Tengo un montón de madres.

La primera me dio la leche y recuerdo que una vez me la dio (y bien merecida) con su zapatilla. Cristina era su nombre.

Me dolió el corazón por ella la primera noche que dormí fuera de casa. Cuando tenía once años, empecé a mirar el cielo estrellado y a meditar con anhelo: «Esa estrella está sobre mi tierra».

De adulto, escuché tres veces su consejo: «Deberías escribir tu vida, y era una novela». Desde entonces, sentí que debía convertirme en una obra de arte.

Otra vez salió de su boca esta admirable expresión, como si no dijera nada: «Mientras tú estés bien, yo soy feliz. ¡Y durante años he estado dando palos de ciego tratando de hacer una afirmación de la misma generosidad en mi vida!

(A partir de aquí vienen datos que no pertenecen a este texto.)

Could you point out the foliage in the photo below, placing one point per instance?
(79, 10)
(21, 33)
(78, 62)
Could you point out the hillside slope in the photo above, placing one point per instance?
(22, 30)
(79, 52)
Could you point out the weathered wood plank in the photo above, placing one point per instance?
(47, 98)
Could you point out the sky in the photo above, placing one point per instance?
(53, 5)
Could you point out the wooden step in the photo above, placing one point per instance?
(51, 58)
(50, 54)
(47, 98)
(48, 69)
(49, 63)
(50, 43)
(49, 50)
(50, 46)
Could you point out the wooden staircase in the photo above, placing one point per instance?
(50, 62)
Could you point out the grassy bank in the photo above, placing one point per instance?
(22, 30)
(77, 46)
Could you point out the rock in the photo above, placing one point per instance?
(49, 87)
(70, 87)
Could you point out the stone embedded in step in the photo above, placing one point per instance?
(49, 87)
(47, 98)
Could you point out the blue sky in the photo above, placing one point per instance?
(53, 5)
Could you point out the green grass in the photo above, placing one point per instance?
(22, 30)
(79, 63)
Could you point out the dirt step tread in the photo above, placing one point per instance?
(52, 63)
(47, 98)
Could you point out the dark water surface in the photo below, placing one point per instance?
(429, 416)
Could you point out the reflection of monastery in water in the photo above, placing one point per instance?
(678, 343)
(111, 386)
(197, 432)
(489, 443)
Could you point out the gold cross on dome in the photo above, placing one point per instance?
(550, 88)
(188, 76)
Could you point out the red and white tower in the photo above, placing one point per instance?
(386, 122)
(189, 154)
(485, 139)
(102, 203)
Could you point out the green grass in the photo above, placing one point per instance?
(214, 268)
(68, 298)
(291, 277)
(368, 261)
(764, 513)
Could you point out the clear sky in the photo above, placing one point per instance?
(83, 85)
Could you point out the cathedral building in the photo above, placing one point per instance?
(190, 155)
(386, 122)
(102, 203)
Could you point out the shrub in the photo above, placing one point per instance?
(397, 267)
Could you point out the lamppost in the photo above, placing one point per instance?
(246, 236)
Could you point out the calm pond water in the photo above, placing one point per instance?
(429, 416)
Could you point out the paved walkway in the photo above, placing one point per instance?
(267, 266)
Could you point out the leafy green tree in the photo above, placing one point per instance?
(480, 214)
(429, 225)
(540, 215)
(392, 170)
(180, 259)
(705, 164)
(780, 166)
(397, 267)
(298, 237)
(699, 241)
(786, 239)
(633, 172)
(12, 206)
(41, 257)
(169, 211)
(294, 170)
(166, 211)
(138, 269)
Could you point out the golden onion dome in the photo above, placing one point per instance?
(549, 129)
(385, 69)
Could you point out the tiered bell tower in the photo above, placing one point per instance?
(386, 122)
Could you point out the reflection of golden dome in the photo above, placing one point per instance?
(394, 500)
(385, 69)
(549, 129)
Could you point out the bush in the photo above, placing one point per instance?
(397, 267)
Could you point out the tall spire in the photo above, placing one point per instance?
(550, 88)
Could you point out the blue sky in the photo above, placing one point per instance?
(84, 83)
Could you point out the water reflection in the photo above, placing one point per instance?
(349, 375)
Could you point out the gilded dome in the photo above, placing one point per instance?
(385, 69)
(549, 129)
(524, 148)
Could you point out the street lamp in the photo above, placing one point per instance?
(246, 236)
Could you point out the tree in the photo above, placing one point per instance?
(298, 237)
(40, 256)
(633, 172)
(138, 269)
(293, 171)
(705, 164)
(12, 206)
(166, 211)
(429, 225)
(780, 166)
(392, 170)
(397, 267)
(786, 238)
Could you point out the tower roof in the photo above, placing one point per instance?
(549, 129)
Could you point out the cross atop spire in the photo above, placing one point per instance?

Ya anciana y sabia como una fuente, me enseñó también un dicho hermoso: «Aquello que tiene padres no es viejo». Siempre fui el niño al que le preguntaba si el viaje había ido bien, si ya había ido al médico o si ya había celebrado misa.

Cuando ella me dejó, mi vida se partió en dos: «antes» y «después». Cuántas veces, medio dormido, medio despierto, me decía: «Tengo que ir a casa a verla», pero luego caía en la realidad y sentía un estremecimiento: «Ahora, eres huérfano, terriblemente pobre. Ya no la verás más con el Rosario en la mano ni llenando la casa con su ternura».

Me consolaba entonces con la idea de que yo era su orgullo y que ella me decía: «Tienes una vida muy bella». Mi fidelidad sería el mejor homenaje.

A esta madre debo haber conocido María, Madre de Jesús, y aprendido a verla como realmente era. La mujer anónima que subía con su cántaro por las sinuosas calles de Nazaret. Que pasaba el día preparando la comida o cogiendo la aguja y la escoba. Que vivió la viudez, con la muerte de José y la partida del Hijo para las andanzas de la evangelización. Que, al decir su alegría en el Magnificat, se acordó de los oprimidos y de los humildes. Que permaneció de pie en el Monte Calvario, tragando las lágrimas y los sollozos, durante la ejecución infame de Jesús. Que, bajo su pobre manto materno mantuvo unida la familia cristiana, antes y después de Pentecostés.

Vivió de la fe y de las obras, y no de los milagros. Fue una mujer de carne y hueso y no una semidiosa. Fue una simple aldeana y no una princesa. Espléndida, sí, pero permaneciendo pequeña y olvidada. Perla divina sin traicionar el barro humano. Mar de tribulaciones y modelo de alegría.

Que Dios me guarde en el cielo estas dos madres. Desde allí velan por la tercera, la santa Iglesia, que es madre y maestra de todas las personas. Una anciana llena de arrugas y maldad, pero también llena de encanto y sabiduría. A esta «patria espiritual” mía, le recité una vez más los versos de un poeta: «Aunque fueras pequeña/ y te viera pobre y desnuda. / Nadie ama a su Patria por ser grande, / pero sí por ser la suya».

Las tres madres, las veo entrelazadas como flores de la misma rama. Me acompañan invisiblemente y ocultan mis necedades ante el Padre celestial. Limpian las manchas que los pecados dejan en la ropa interior de mi alma, lavándola en el río del Espíritu Santo, que brota de Cristo glorioso.

Las tres vendrán un día a recibirme y yo correré, niño para siempre, a lanzarme en sus brazos. Esos brazos que toda la vida me rodearon, convirtiéndose en un espejo del amor oceánico de Dios.

¿No es Él un Regazo acogedor y envolvente, o un bosque de brazos paternales y maternales?